# KlongPy: PyTorch Back End and Autograd

> Source: <http://www.klongpy.org/torch_backend/>
> Published: 2026-05-26 12:51:00+00:00

# PyTorch Backend and Autograd[¶](#pytorch-backend-and-autograd)

KlongPy supports multiple array backends. The PyTorch backend enables GPU acceleration and automatic differentiation (autograd) for gradient-based computations.

## Enabling the PyTorch Backend[¶](#enabling-the-pytorch-backend)

### Command Line[¶](#command-line)

```
# Use --backend flag
kgpy --backend torch

# With GPU device selection
kgpy --backend torch --device cuda
```

### Programmatically[¶](#programmatically)

``` python
from klongpy import KlongInterpreter

# Create interpreter with torch backend
klong = KlongInterpreter(backend="torch")
print(klong._backend.name)  # 'torch'

# With specific device
klong = KlongInterpreter(backend="torch", device="cuda")
```

## Backend Comparison[¶](#backend-comparison)

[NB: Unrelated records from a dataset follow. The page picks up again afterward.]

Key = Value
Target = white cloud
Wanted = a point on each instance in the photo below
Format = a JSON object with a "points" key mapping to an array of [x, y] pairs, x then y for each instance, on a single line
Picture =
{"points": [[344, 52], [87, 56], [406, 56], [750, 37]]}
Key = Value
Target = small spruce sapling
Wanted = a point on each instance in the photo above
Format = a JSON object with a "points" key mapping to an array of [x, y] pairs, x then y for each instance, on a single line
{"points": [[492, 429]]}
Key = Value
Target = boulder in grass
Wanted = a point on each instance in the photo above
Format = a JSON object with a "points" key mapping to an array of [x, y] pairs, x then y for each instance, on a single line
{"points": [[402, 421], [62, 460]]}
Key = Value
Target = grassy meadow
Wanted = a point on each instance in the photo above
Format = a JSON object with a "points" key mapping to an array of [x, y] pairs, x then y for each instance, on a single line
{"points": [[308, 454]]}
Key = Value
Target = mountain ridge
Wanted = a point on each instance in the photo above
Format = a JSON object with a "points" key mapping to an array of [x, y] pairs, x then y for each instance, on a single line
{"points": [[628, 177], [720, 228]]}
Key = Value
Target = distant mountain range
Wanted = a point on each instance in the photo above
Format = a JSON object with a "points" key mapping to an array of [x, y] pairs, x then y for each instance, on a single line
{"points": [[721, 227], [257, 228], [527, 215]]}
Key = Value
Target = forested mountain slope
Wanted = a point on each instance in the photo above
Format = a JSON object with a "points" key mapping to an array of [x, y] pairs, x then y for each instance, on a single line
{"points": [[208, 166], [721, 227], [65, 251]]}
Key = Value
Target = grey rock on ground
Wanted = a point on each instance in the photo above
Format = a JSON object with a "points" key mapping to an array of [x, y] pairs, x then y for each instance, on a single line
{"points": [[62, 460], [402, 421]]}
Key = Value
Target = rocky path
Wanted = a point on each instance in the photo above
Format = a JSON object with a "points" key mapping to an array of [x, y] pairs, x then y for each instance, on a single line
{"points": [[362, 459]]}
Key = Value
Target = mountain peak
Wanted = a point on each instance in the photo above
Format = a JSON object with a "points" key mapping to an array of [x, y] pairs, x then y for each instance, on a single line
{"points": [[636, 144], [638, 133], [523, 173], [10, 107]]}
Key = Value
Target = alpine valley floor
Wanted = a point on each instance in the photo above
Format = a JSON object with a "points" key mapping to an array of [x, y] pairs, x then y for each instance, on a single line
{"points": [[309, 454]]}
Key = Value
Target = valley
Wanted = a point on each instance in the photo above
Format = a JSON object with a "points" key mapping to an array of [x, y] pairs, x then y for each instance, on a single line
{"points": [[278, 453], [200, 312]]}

| Feature | NumPy Backend | PyTorch Backend |
|---|---|---|
| Default | Yes | No (use `--backend torch` ) |
| Object dtype | Yes | No |
| String operations | Yes | Not supported |
| GPU acceleration | No | Yes (CUDA/MPS) |
| Autograd | Numeric only | Native autograd |
| Small array performance | Faster | Slightly slower |
| Large array performance | Good | Better (especially on GPU) |

## Performance[¶](#performance)

The torch backend excels with large arrays:

```
Benchmark              NumPy      Torch      Winner
---------------------------------------------------------
vector_add_100K        0.04ms     0.08ms     NumPy (2x)
vector_add_1M          0.36ms     0.07ms     Torch (5x)
compound_expr_1M       0.61ms     0.07ms     Torch (8x)
grade_up_100K          0.59ms     0.19ms     Torch (3x)
```

For small arrays (<100K elements), NumPy is slightly faster due to lower dispatch overhead. For larger arrays, torch wins significantly.

## Automatic Differentiation[¶](#automatic-differentiation)

KlongPy provides several gradient and differentiation operators:

### Typing Special Characters[¶](#typing-special-characters)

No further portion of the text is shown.